Prevention: Avoid approaching wildlife, do not attempt to pet or handle wildlife, and take preventive action so that you will not be bitten. If you are bitten by any animal, report it immediately to the nearest medical facility.
Rocky Mountain Spotted Fever (RMSP)
This is caused by a microorganism called a rickettsia and is transmitted by the bite of an infected tick. About ten days after a tick bite, flu-like signs appear along with a rash that appears first on the feet and hands and then spreads to the entire body. Many small mammals are carriers of the rickettsia organisms but do not get ill. The only way the disease is transmitted to humans is by the bite of an infected tick.
Despite the name of the disease, it is very uncommon in the Rocky Mountains and occurs primarily in the southwestern United States. The disease was given its name because the first few discover cases occurred in the Rocky Mountains. The name of the disease is a misnomer and only about three cases of RMSP occur each year in Colorado. The disease is easily treated with antibiotics.
Prevention: same as for Colorado Tick Fever.
Tularemia (Rabbit Fever)
This is a naturally occurring bacterial disease transmitted by infected insects and ticks to rabbits, hares, muskrats, beavers and other small rodents.
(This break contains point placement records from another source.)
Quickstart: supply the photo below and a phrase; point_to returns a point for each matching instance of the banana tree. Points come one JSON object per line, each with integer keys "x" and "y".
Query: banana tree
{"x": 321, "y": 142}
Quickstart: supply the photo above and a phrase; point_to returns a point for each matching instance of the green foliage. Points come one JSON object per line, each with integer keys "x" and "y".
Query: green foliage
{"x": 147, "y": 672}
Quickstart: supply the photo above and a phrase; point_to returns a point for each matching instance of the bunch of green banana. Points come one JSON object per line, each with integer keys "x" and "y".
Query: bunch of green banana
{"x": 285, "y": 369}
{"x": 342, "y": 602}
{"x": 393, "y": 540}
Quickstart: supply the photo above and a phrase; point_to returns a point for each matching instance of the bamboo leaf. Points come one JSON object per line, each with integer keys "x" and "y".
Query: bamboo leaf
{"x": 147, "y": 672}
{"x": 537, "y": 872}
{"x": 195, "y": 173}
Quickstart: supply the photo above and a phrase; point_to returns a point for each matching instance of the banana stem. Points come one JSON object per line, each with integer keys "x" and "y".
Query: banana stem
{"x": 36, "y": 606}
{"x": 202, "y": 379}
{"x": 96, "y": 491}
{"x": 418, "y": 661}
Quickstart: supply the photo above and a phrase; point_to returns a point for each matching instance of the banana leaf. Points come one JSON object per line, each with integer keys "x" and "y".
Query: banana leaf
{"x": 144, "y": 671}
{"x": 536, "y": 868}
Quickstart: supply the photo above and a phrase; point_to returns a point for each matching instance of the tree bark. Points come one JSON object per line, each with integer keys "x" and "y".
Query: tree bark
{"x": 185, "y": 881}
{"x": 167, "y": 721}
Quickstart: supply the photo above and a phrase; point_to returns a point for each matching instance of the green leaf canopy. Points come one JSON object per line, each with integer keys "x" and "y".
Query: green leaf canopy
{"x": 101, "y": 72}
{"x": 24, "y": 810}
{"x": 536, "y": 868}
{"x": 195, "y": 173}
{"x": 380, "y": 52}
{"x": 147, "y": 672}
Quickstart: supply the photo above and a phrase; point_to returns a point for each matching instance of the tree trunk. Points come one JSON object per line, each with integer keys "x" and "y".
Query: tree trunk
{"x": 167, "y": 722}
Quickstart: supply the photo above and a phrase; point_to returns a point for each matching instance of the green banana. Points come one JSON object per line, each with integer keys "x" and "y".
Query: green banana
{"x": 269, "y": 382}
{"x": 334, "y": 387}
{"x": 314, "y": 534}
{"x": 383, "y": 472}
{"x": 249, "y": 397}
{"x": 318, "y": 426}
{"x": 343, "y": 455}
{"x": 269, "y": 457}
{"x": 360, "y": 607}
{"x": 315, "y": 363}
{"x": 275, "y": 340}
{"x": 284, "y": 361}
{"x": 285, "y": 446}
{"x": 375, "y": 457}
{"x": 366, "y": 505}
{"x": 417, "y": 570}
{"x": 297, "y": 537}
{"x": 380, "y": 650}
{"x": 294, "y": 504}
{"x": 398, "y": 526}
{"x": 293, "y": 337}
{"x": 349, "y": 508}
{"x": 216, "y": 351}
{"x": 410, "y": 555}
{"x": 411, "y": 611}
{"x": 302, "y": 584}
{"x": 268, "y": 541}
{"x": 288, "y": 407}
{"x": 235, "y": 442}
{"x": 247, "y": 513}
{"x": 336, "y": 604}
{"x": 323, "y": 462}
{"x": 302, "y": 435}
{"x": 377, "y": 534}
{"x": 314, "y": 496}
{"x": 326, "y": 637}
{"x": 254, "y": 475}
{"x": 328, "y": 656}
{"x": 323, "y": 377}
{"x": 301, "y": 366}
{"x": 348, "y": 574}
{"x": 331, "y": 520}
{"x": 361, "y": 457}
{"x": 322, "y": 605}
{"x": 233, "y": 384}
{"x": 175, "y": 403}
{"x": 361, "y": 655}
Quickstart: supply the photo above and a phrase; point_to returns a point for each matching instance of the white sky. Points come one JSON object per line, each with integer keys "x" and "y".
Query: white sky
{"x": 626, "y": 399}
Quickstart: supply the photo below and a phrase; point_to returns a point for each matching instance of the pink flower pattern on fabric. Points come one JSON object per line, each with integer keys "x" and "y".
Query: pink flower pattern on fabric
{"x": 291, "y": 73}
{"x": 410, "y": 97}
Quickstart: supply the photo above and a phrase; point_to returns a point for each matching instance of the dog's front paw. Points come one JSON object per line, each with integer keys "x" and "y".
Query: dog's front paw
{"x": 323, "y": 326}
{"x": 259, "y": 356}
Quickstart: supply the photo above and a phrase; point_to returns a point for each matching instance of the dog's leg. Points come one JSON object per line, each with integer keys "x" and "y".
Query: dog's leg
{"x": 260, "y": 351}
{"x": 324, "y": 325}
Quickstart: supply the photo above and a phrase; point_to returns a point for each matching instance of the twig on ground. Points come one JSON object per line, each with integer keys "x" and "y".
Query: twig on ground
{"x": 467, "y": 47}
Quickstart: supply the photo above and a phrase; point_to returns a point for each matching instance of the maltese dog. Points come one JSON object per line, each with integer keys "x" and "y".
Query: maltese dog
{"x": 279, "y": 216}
Tularemia can also spread to humans and can cause serious clinical symptoms. It is transmitted either directly from handling an infected animal or indirectly by the bite of an insect or tick. In addition, drinking water that is contaminated with the infectious agent may also cause the disease.
In humans, tularemia can cause a wide range of symptoms, including fever and chills, joint pain, muscle aches and headaches, dry cough and chest pain and an open sore and swelling at the site of a tick bite or swollen lymph nodes. If someone becomes ill with any of these symptoms within two weeks of being in an affected area, they should seek medical attention and tell their doctor about possible exposure to tularemia. Tularemia can be treated successfully with antibiotics.About seven days after coming in contact with an infected animal (often a rabbit) or after being bitten by a tick, or drinking contaminated water, flu-like symptoms occur along with a small ulcer at the site of the tick bite.
Tularemia is present in Rocky Mountain National Park and was confirmed at Lily Lake in summer of 2015.
Prevention: People can help prevent infection by using insect repellent, washing hands, and giving wildlife their space. Never consume water that has not been treated or boiled.